Drew left the ballpark after Friday night's 5-2 win over Minnesota and wasn't at Fenway Park 77 minutes later when the New York Yankees lost to Baltimore, clinching the division title for the Red Sox.
He had rushed home to be with his wife, who is eight months pregnant, and 18-month-old son Jack, who recently spent six weeks in a body cast to correct a hip ailment. So he watched the celebration on television with his wife.
"I was extremely excited. My heart was completely in it," Drew said.
He got a kick out of closer Jonathan Papelbon doing a crazy jig near the mound and spraying champagne in every direction.
"If I saw my son doing that dance on TV," Drew said, "we would have had a long talk, that's for sure."
Drew was fully involved from the start on Saturday.
He singled in the second, tripled and scored in the fourth and finished 3-for-4 with his 11th homer. He is batting .393 in his last 18 games, raising his average from .252 to .270.
Boston slugger David Ortiz got the night off to rest his sore right knee. He had reached base in 11 straight plate appearances before grounding out Friday night. He homered in his next at-bat for the final run. In his last 21 games, he's hitting .436 with nine homers.

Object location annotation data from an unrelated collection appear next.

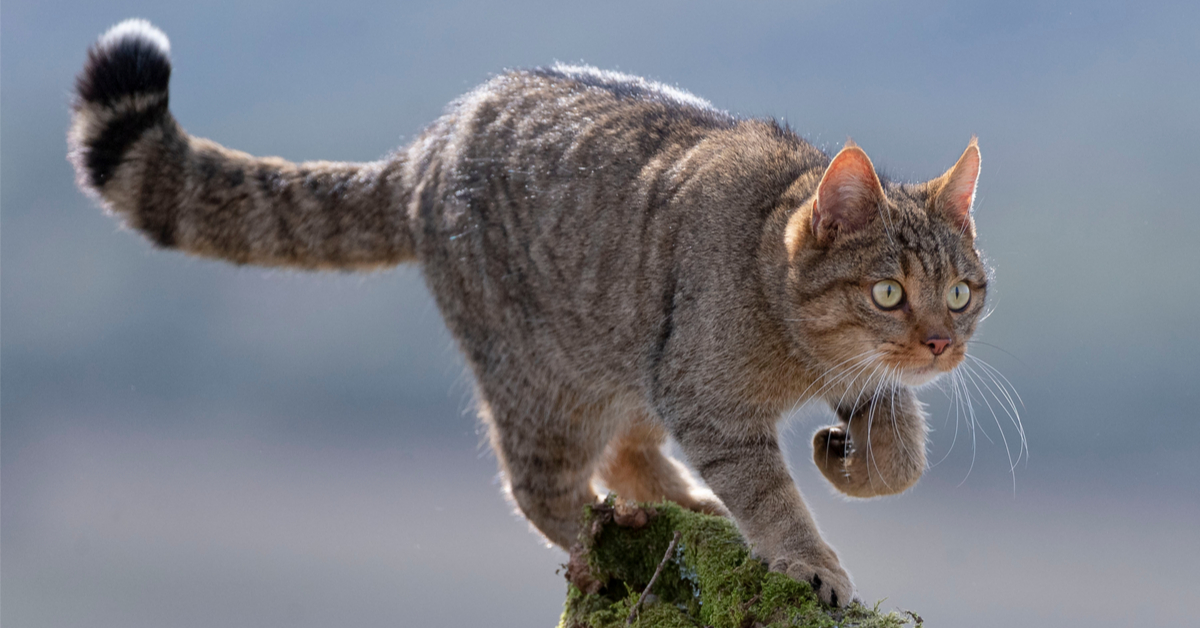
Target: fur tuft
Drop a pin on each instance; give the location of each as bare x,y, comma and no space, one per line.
121,93
131,59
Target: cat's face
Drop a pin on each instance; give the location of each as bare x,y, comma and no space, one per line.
889,286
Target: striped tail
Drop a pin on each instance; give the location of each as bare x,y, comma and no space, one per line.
191,193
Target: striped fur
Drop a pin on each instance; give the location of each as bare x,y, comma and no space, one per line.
618,261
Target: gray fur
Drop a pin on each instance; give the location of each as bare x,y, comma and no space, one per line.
618,262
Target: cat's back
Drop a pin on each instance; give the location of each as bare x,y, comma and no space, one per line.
549,203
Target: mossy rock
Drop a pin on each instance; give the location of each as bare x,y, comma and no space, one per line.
709,580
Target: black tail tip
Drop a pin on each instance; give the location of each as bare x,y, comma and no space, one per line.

Tim Wakefield (17-12) allowed four runs and six hits in seven innings for Boston after going 0-2 with a 10.70 ERA in his previous four starts.
"Very satisfying, considering the month that I've had," he said.
Hideki Okajima pitched the ninth for his fifth save in seven chances, working out of a sticky jam. The Twins put runners at first and third before Okajima struck out Justin Morneau and got Michael Cuddyer to ground into a double play.
In Japan, he said through a translator, "we lift the manager in the air three, four times" to celebrate, Okajima said. "I think we should do it if we win the World Series."
Carlos Silva pitched six solid innings for Minnesota and left with a 4-2 lead, but Boston got to Blackburn, who kept throwing fastballs until Drew knocked one into the stands. He allowed four runs in the seventh.
"He's just got to learn how to slow the ball down," Minnesota manager Ron Gardenhire said. "When you don't use all of your pitches, you're going to get killed."
Wakefield allowed solo homers by Rondell White, his fourth of the year, in the third, and Mauer, his seventh, in the fourth.
Boston cut it to 2-1 on Drew's triple and an RBI double by Kevin Youkilis in the fourth. Minnesota made it 4-1 on RBI singles by Brian Buscher in the fifth and Mauer in the sixth.
Mike Lowell led off the bottom of the sixth with his 21st homer, giving him a team-high 119 RBI.
"I've had some stretches where I hit the ball really, really well and didn't get a whole lot to show for it," he said. "Because of those times, you tend to change things and try to make adjustments when you really don't need to."
Now Drew is hoping for the biggest celebration of all.
"I've often said I want to pop champagne on that last go-around when the World Series is over and we're winning that," he said.
- Youkilis went 3-for-3 after hitting .239 in his previous 67 games.
- Minnesota didn't issue a walk for the 23rd game this season, increasing its major league-high total.